Alternative treatments to improve the potential of rice husk as adsorbent for methylene blue

Nowadays, the presence of synthetic dyes in effluents has become one of the major concerns to the scientific community. It is well known that the reduction of light penetration and photosynthetic activity, toxicity, mutagenicity and carcinogenicity can be effects caused by the incorrect discharge of the dye-containing effluents into the environment (Gupta & Suhas 2009). Adsorption is a commonly used technique for removal of dyes, due its low cost, low energy requirements, high efficiency, simplicity of implementation and operation (Dotto et al. 2015a).
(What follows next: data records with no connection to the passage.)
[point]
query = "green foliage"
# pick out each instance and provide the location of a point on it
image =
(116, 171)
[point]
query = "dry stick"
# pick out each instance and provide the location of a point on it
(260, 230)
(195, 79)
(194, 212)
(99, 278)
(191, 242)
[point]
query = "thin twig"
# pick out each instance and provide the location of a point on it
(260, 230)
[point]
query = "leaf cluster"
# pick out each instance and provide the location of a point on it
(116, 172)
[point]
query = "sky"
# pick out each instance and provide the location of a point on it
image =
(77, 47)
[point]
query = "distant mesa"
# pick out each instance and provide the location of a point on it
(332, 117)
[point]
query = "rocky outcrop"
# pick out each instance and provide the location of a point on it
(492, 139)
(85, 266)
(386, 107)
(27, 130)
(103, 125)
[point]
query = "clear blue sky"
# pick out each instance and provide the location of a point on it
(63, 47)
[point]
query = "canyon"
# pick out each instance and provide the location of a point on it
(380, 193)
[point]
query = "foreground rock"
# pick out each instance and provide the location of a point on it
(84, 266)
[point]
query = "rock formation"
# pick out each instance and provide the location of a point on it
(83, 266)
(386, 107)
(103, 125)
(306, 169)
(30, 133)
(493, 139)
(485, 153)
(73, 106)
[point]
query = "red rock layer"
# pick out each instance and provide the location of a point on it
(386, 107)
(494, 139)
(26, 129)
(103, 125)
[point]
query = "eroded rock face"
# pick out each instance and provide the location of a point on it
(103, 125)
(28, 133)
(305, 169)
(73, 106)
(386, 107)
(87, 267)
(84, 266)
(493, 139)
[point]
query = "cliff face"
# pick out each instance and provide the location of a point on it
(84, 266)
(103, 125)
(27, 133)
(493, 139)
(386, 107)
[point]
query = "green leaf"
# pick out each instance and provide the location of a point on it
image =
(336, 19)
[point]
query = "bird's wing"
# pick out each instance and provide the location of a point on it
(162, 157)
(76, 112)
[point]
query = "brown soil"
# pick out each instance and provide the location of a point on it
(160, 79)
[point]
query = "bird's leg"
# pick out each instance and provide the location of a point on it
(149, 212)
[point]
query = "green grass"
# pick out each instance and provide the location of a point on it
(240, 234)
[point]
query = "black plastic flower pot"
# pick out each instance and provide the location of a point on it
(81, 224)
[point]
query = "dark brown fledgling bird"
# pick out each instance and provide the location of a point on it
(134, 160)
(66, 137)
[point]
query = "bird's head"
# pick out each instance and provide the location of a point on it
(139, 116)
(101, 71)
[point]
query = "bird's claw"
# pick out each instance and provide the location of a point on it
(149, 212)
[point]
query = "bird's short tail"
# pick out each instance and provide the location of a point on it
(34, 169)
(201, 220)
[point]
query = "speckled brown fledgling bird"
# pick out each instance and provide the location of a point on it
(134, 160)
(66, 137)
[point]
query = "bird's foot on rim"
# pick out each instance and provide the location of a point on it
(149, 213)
One problem of the adsorption process is related to the adsorbent. Generally, activated carbon is the main choice; nonetheless, the high cost is a major drawback (Weng et al. 2009). One way to reduce the costs is the use of waste materials, especially from agro-industrial sources, due their low cost and high availability (Ali 2012; Weber et al. 2014; Wang et al. 2016; Silva et al. 2016). Rice husk fit well in the concept of low-cost adsorbents, due its high annual generation and presence of organic compounds (Soltani et al. 2015). However, its low surface area and non-functionalized/accessible sites prejudice its efficiency (Thakur 2014). With the objective of improving the adsorbent performance, alternative surface modifications can be implemented, increasing the surface area and providing new accessible sites.

For this purpose, some modifications were performed on the rice husk surface, including acid or alkaline treatments. The treatment with NaOH, for example, can attack the cellulose chains, generating new accessible sites (Soltani et al. 2015). Other modifications such as ultrasound assisted (UA) and supercritical CO₂ (SCO₂) have been used as viable methods for surface modification of organic materials. It was concluded that these technologies can provide new adsorption sites and an additional porosity (Dotto et al. 2015b).

In this work, rice husk was modified with NaOH, UA and SCO₂ treatments, in order to improve its adsorption potential regarding the methylene blue (MB) dye. All adsorbents (raw and treated rice husks) were characterized by Fourier transform infrared spectroscopy (FT-IR), X-ray diffraction (XRD), scanning electron microscopy (SEM) and energy dispersive X-ray spectroscopy (EDS). For all materials, experimental equilibrium curves were constructed at different temperatures (from 298 to 328 K). Langmuir and Hill models were used to interpret the equilibrium curves. Also, thermodynamic parameters, such as standard Gibbs free energy change (ΔG⁰), standard enthalpy change (ΔH⁰) and standard entropy change (ΔS⁰) were estimated.

Raw rice husk was obtained from a local processing industry (Santa Maria RS, Brazil). First, rice husk was washed several times with distilled water, for cleaning and removing any undesirable particles. After, it was dried at 313 K for 24 h and stored for further use. Rice husk was used without milling, with particle size of 5 mm.

Sodium hydroxide treatment: a sodium hydroxide solution (700 mL and 2.5 mol L⁻¹) was poured into a beaker with 20 g of raw rice husk. The suspension was agitated for 2 h and the rice husk was removed. The NaOH treated rice husk was washed with distilled water until neutral pH was achieved, and oven dried for 24 h at 313 K. This adsorbent was named NaOH-rice husk.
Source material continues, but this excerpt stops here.